虫歯の進行状況は、C1からC4の4段階に分類されています。CはCariesの略で虫歯を意味します。最近はCariesObservationを略してCO、経過観察の段階が加わりました。
C0は、初期の虫歯ですが、歯の表面のエナメル質が少し溶け始めて白く濁って見える状態です。まだ症状もない為、気付かない人が多いですが、要観察歯で予防歯科治療により元の健康な状態に戻すことが可能です。
歯のエナメル質に出来た虫歯で、まだ小さなシミや黒い点が出来るほどの状態です。痛みやしみる事はほとんどありません。

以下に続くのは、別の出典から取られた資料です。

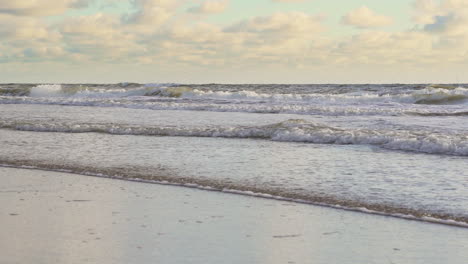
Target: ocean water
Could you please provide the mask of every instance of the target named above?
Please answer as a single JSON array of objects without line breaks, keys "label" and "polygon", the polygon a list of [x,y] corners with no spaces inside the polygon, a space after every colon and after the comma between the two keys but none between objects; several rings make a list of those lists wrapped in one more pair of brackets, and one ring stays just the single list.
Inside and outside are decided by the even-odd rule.
[{"label": "ocean water", "polygon": [[0,164],[468,227],[465,87],[0,84]]}]

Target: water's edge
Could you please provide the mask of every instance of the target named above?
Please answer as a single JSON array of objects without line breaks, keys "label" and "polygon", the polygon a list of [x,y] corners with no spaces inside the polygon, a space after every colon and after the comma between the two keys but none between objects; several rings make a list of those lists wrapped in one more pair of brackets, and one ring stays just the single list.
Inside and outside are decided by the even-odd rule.
[{"label": "water's edge", "polygon": [[[232,184],[231,186],[220,186],[216,183],[216,180],[201,180],[193,178],[173,178],[167,175],[147,175],[139,174],[138,171],[133,173],[125,172],[128,168],[113,168],[113,169],[103,169],[102,171],[96,171],[95,168],[91,167],[76,167],[71,168],[67,166],[58,166],[58,165],[49,165],[49,164],[38,164],[35,162],[35,165],[25,165],[27,162],[15,161],[0,161],[0,167],[4,168],[16,168],[16,169],[29,169],[29,170],[41,170],[41,171],[50,171],[50,172],[62,172],[69,173],[81,176],[91,176],[91,177],[101,177],[108,179],[124,180],[131,182],[139,183],[150,183],[158,185],[169,185],[185,188],[193,188],[204,191],[214,191],[214,192],[223,192],[236,195],[257,197],[263,199],[274,199],[287,202],[295,202],[301,204],[309,204],[314,206],[322,206],[327,208],[334,208],[340,210],[346,210],[351,212],[366,213],[372,215],[379,215],[385,217],[395,217],[399,219],[420,221],[424,223],[432,224],[443,224],[453,227],[468,228],[468,219],[465,217],[451,217],[449,215],[438,215],[438,214],[421,214],[416,210],[412,209],[403,209],[398,208],[402,212],[398,212],[397,208],[392,208],[384,205],[375,205],[368,206],[359,204],[355,202],[354,205],[341,205],[338,200],[333,198],[322,198],[317,199],[317,197],[307,197],[305,195],[295,195],[296,197],[288,197],[282,195],[281,193],[266,193],[264,190],[259,190],[257,188],[246,188],[245,186]],[[94,169],[94,171],[93,171]],[[115,173],[115,170],[122,169],[123,173]],[[136,168],[132,168],[136,169]],[[114,173],[112,173],[114,171]],[[146,177],[145,177],[146,176]],[[315,200],[314,200],[315,199]],[[379,211],[378,209],[382,209]]]}]

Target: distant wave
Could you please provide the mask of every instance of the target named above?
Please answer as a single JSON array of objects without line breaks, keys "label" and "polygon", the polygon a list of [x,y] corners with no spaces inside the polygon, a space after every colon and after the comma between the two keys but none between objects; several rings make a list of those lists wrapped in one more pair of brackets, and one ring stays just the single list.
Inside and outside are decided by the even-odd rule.
[{"label": "distant wave", "polygon": [[374,145],[385,149],[428,154],[468,156],[468,133],[434,131],[343,129],[292,119],[264,126],[142,127],[120,124],[22,123],[0,121],[0,128],[64,133],[106,133],[143,136],[253,138],[318,144]]},{"label": "distant wave", "polygon": [[[212,88],[215,89],[215,88]],[[301,90],[303,91],[303,90]],[[468,89],[451,86],[427,86],[424,89],[392,90],[383,92],[350,92],[350,93],[275,93],[268,90],[211,90],[192,88],[189,85],[177,84],[146,84],[114,86],[97,85],[60,85],[43,84],[23,88],[0,88],[0,95],[30,96],[34,98],[75,97],[75,98],[122,98],[134,96],[171,97],[199,100],[225,101],[262,101],[275,103],[301,104],[370,104],[370,103],[402,103],[402,104],[464,104],[468,103]]]}]

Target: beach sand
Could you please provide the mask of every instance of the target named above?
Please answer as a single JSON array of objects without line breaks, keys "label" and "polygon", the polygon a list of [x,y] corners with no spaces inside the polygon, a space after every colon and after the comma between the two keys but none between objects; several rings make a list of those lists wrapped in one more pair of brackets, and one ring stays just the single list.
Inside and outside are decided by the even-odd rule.
[{"label": "beach sand", "polygon": [[452,263],[468,229],[293,202],[0,168],[0,263]]}]

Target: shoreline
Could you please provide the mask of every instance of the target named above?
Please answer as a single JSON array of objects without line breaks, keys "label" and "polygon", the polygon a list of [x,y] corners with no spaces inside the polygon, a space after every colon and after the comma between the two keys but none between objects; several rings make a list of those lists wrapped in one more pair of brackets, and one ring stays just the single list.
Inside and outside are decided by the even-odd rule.
[{"label": "shoreline", "polygon": [[309,206],[319,206],[325,208],[331,208],[336,210],[344,210],[349,212],[356,212],[356,213],[363,213],[369,215],[376,215],[376,216],[383,216],[383,217],[392,217],[397,219],[409,220],[409,221],[416,221],[422,223],[429,223],[429,224],[436,224],[436,225],[447,225],[457,228],[468,228],[468,223],[460,222],[452,219],[439,219],[430,216],[425,217],[417,217],[411,214],[402,214],[402,213],[386,213],[386,212],[379,212],[372,209],[368,209],[366,207],[346,207],[339,204],[328,204],[324,202],[314,202],[304,199],[295,199],[289,198],[284,196],[272,195],[268,193],[261,193],[261,192],[254,192],[254,191],[243,191],[237,189],[229,189],[223,188],[219,189],[216,187],[211,187],[208,185],[201,185],[198,183],[183,183],[183,182],[171,182],[168,180],[147,180],[142,178],[125,178],[120,176],[111,176],[102,173],[93,173],[93,172],[74,172],[70,169],[52,169],[52,168],[41,168],[36,166],[29,166],[29,165],[22,165],[22,166],[15,166],[15,165],[8,165],[8,164],[0,164],[0,168],[13,168],[13,169],[27,169],[27,170],[38,170],[38,171],[45,171],[45,172],[57,172],[57,173],[68,173],[78,176],[87,176],[87,177],[96,177],[96,178],[104,178],[104,179],[113,179],[113,180],[120,180],[120,181],[128,181],[128,182],[137,182],[137,183],[148,183],[148,184],[155,184],[161,186],[173,186],[173,187],[182,187],[182,188],[190,188],[202,191],[210,191],[216,193],[227,193],[233,195],[241,195],[246,197],[254,197],[254,198],[262,198],[262,199],[269,199],[269,200],[276,200],[276,201],[285,201],[285,202],[293,202],[299,204],[305,204]]},{"label": "shoreline", "polygon": [[[5,263],[454,263],[466,229],[69,173],[0,168]],[[437,237],[437,239],[434,239]]]}]

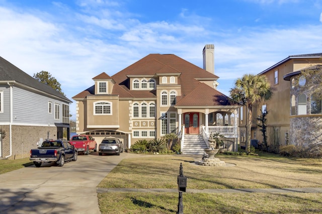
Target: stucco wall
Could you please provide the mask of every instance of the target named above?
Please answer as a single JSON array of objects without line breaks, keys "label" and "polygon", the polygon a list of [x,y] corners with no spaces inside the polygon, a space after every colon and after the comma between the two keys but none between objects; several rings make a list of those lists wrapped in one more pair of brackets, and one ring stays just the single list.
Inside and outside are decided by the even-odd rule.
[{"label": "stucco wall", "polygon": [[322,118],[309,115],[291,118],[290,144],[307,146],[309,144],[321,144],[322,141]]}]

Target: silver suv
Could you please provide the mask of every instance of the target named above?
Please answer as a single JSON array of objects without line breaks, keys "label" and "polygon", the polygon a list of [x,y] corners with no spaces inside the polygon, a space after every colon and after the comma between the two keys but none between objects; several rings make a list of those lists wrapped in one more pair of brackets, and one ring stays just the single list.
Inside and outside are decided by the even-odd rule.
[{"label": "silver suv", "polygon": [[118,138],[106,137],[99,146],[99,155],[103,154],[116,154],[123,152],[123,143]]}]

この段階でエナメル質を再生できれば、虫歯になりにくい健康な歯がよみがえります。
C1よりも虫歯が大きくなると、エナメル質の内側の象牙質に達し、冷たいものや甘いものを食べた時に痛みが出てきます。象牙質は神経に繋がっているため、歯がしみる様になり、さらに象牙質は柔らかい組織ですので、この段階から虫歯の進行が早くなります。この時点で治療をすれば神経を取らずにすみますので、早めの診察が肝心です。
C2を放置すると象牙質よりさらに虫歯が進み、神経に達します。C3になると、何もしなくても痛みがあり、さらにそのまま長期間放置すると痛みが消えていきます。これは、徐々に神経が死んでしまった状態で、虫歯が治ったわけではありません。死んでしまった神経の根の中に細菌が入り込むと、次第に神経がなくなり、一緒に血管もなくなってしまいます。神経が失われると痛みを感じることが出来なくなり、忘れた頃には、歯茎が腫れて食事が出来なくなるといったことになってしまいますので、C3になる前に虫歯を治療することが重要です。
ほとんどの歯が溶けてしまって、歯が崩壊して根だけが残った末期症状です。C3の段階で神経が虫歯により壊死してしまっているので、痛みがなくここまで来てしまったという状態です。さらにこのまま放置すると、歯の根の先に膿がたまり再び痛みを感じるようになります。
このような場合は、ほとんど抜歯となります。残したとしても、長期予後は望めません。虫歯菌が血管を通り、他の組織に達することもありますので、一刻も早い治療をすることが重要です。